Dearness allowance (DA) is another pressure point in banks’ employee cost, given the high inflation scenario banks are operating in. DA adversely impacts employee costs due to a higher wage bill, pension payout and rise in provisioning for retirement benefits. Sensitivity of retirement liability to DA is maximum compared with other variables such as life expectancy.
The moot question at this stage is what caused the quantum jump in SPO liability to such high levels from Rs 6,300 crore estimated at the time of settlement. While Rs 6,300 crore was based on 2007 salary levels, that is before the wage hike, our numbers incorporate the current service costs for each year of service in between, wage hike impact and the DA increase.
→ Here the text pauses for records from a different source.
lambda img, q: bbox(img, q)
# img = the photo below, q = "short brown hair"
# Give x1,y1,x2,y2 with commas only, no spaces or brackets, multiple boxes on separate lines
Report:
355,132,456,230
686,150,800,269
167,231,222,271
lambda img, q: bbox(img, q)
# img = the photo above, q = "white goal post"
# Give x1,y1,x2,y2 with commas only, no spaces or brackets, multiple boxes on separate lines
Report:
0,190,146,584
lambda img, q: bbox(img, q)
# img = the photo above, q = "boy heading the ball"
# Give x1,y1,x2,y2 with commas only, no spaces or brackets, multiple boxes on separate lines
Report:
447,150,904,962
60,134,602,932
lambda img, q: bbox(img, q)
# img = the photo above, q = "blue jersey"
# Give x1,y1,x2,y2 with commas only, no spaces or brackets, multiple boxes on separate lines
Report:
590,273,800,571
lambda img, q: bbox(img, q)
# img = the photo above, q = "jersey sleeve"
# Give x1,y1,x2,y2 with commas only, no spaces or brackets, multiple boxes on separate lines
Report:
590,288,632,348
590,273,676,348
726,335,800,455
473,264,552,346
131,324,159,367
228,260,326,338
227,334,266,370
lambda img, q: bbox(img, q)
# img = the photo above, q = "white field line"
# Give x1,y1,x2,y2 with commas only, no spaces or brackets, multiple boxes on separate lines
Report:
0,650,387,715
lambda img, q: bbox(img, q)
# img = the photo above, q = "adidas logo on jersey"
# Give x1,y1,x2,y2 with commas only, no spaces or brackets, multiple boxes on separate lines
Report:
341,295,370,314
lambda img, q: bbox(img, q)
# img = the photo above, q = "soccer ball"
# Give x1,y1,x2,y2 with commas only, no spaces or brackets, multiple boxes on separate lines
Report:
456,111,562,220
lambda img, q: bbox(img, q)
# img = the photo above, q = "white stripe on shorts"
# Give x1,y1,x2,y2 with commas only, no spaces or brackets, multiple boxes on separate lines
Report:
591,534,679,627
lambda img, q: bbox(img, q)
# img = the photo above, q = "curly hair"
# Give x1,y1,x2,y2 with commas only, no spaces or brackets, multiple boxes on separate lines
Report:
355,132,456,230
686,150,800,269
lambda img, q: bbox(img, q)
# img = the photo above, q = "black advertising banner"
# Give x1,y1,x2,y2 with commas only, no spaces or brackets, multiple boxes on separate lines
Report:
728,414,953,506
Effective 24 May, the Gratuity Act, 1972, was amended, increasing the ceiling on gratuity payable from Rs 3.5 lakh to Rs 10 lakh. While the impact of increased limits on gratuity provisioning is difficult to calculate given different bank specific policies, we have estimated incremental gratuity liability due to wage hike and pegged the increase at 16% of outstanding gratuity obligation. We estimate incremental provisioning on this count at Rs 1,500 crore for the industry.
There is a lot of uncertainty regarding the quantum of obligation that the banking industry (state-owned banks excluding State Bank of India, or SBI, but including SBI associates) will add to its outstanding retirement liability along with the extent of provisioning for the same due to SPO and increased gratuity limits.